A major oil and natural gas project expansion in the deepwater Gulf of Mexico (GOM) has ramped up four months ahead of schedule and 15% under budget, BP plc said Thursday.

The Thunder Horse Northwest Expansion is expected to boost production at the massive Thunder Horse facility by an estimated 30,000 boe/d at its peak, taking gross output at one of the largest oilfields in the GOM to more than 200,000 boe/d.

The northwest expansion initially was scheduled to start up early next year.

“Our business in the Gulf of Mexico demonstrates our upstream strategy in action,” said upstream CEO Bernard Looney. “Leveraging our world-class position and facilities, we are bringing new barrels online rapidly and efficiently, and uncovering more opportunities nearby. We are focused on growing value and these projects in the Gulf are competitive with any opportunities we have worldwide. This is what we mean by growing ”advantaged’ oil.”

CEO Bob Dudley earlier this month said BP needed to continue investing, “not to find and produce as much as we can, but to access the most advantaged new barrels that will be needed to make up for declines.”

The Thunder Horse field was discovered in Mississippi Canyon in 1999, and it is 75% owned by BP and 25% by ExxonMobil Corp. The platform, which sits in more than 6,000 feet of water about 150 miles southeast of New Orleans, has capacity to handle 250,000 b/d gross oil and 200 MMcf/d gross natural gas.

Thunder Horse initially began producing in June 2008 and at the time it started up, the platform was considered the largest oil and gas producer in the GOM.

The latest expansion is the fourth global upstream endeavor year-to-date by BP to begin producing, following seven global start ups in 2017 and six in 2016. New BP-led projects scheduled to start operations between 2016 and 2021 are forecast to provide the supermajor with another 900,000 boe/d of production by 2021.

“This latest expansion of Thunder Horse is another important milestone in our efforts to maximize value from our assets in the Gulf,” said BP’s Starlee Sykes, regional president of GOM and Canada business. “Over the past five years we’ve driven up production through safe and reliable operations and bringing on new deepwater projects in a more efficient and standardized way. All this hard work is now delivering results. Our Gulf of Mexico business is thriving.”

The expansion, which achieved first oil and gas only 16 months after being sanctioned, includes an additional subsea manifold and two wells tied into existing flowlines two miles to the north of the Thunder Horse platform.

In 2017, an expansion of Thunder Horse’s south field, a four well tie-back to the floating hub, boosted gross production by more than 50,000 boe/d.

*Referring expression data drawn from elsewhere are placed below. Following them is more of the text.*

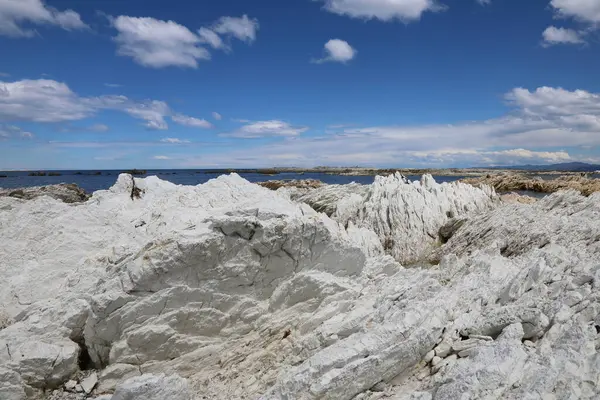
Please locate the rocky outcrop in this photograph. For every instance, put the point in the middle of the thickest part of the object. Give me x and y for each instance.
(231, 291)
(294, 183)
(406, 216)
(508, 182)
(65, 192)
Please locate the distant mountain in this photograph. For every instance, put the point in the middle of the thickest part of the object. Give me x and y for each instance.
(568, 167)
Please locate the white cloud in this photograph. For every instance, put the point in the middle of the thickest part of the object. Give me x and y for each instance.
(174, 141)
(41, 101)
(9, 131)
(191, 121)
(553, 35)
(50, 101)
(271, 128)
(153, 112)
(543, 123)
(13, 13)
(242, 28)
(338, 51)
(157, 44)
(583, 10)
(98, 128)
(385, 10)
(210, 37)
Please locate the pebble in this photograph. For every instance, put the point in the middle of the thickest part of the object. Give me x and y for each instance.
(89, 383)
(443, 349)
(429, 356)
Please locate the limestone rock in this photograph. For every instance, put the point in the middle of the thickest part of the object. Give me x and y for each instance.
(153, 387)
(65, 192)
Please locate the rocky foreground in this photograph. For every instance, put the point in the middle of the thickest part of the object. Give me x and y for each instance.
(227, 290)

And in 2016, BP started up a major water injection project at Thunder Horse to further enhance oil production.

BP operates three other large GOM production platforms in Atlantis, Mad Dog and Na Kika, and it holds stakes in four nonoperated hubs — Mars, Olympus, Ursa and Great White.

In the past five years, BP’s average output in the GOM has increased on average to more than 300,000 boe/d from under 200,000 boe/d in 2013. More output is expected from various expansions, including the estimated $9 billion Mad Dog Phase 2 deepwater expansion in Green Canyon blocks, which is slated for completion in 2021.

BP altogether holds acreage in about 200 lease blocks in the GOM. Other global upstream efforts that have ramped up for BP this year are the natural gas project Shah Deniz 2 in Azerbaijan, Atoll in Egypt and the Taas expansion in Russia.